Hello all. Does anyone have any literature or stats on how many games must one sell before it is considered a success? Or should it be considered a success if one person, other than yourself, has interest in your game?
... you can find some helpful ideas :
That depends on your point of view. From a business standpoint a game must make enough money to justify the effort to be a success.
As a designer I have a game that have sold relatively few copies by industry standards but has diehard fans so would consider that a success.
Awesome article. Thanks.
Very true. I appreciate the feedback.
Nice article. Hadn't read that in a while. Wolfgang Kramer is the man, obviously.
As to what makes a game a commercial success. It depends. I think a publisher has the following goals and levels of success:
1) Recoup the initial investment
2) Make some profit on the game
3) Sell out the first run of the game
4) Print another run of the game if demand is there
5) Repeat step 4 until demand runs out
I think a game that makes it to step 2 will already be considered a success by the publisher. Step 3 is what they will generally aim for. Step 4 is what they hope for.
ReneWiersma is right on the mark from the perspective of a producer. And for those of us who wear multiple hats, we can never lose sight of the bottomline. Ultimately, it's hard to make really good games if they don't sell, hard to work with great people if you can't pay them and hard to disagree that the marketplace is oftentimes the best judge of whether a game is good or not.
But, some games are difficult to market, regardless of how good they are. An abstract game is difficult because it has a lot of competition from well established games that people would rather play 1m & 1 times than try a new game per se. (backgammon, chess, bridge). And, of course, two player games restrict the circumstances under which you will play them... so, they sell well for couples but not typically well for hobby gamers.

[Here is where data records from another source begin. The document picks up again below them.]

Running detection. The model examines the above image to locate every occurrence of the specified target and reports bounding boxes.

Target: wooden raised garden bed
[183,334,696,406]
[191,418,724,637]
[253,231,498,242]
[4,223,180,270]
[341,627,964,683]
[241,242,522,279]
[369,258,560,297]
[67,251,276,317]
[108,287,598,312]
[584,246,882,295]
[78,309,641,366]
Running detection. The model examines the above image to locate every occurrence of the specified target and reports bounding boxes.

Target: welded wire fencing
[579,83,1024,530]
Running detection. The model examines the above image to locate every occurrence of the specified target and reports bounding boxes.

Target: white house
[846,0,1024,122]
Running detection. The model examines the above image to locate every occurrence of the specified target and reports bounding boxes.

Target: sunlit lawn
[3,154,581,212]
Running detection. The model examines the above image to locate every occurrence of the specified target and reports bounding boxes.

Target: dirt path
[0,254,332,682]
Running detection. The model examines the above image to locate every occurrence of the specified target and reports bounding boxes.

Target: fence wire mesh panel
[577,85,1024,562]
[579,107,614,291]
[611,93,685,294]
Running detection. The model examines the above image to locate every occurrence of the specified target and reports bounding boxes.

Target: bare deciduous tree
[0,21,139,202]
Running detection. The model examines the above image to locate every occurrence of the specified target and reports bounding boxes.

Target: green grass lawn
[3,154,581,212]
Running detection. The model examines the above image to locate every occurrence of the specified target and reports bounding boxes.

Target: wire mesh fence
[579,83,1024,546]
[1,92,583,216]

But, from a design standpoint, if a game does what you want it to do, doesn't have any degenerate/optimal strategies and people like playing it, I call it a success. Games can be complete without necessarily being produced. And, published games can be good without turning a profit. And, neither one of these commercial imperfections prohibit the game from being hugely successful in the future. Abstract games are, in fact, hugely popular as digital games right now... tetris, bejeweled, tower command.
As a designer, you have a different audience and list of competitors than a game publisher has. You are really dealing with the entire history of mankind, where originality and replayability count far more in the long term than style and trends. Long after the publisher goes out of business or is acquired, and long after your game runs out of its patent protection or copyright, people may be playing your game or be using its mechanics to solve problems in their world. They may never know who made it, but they could be playing it nonetheless.
So, each of us has our own role to play in the enrichment of society. And, the metric of success depends upon your perspective.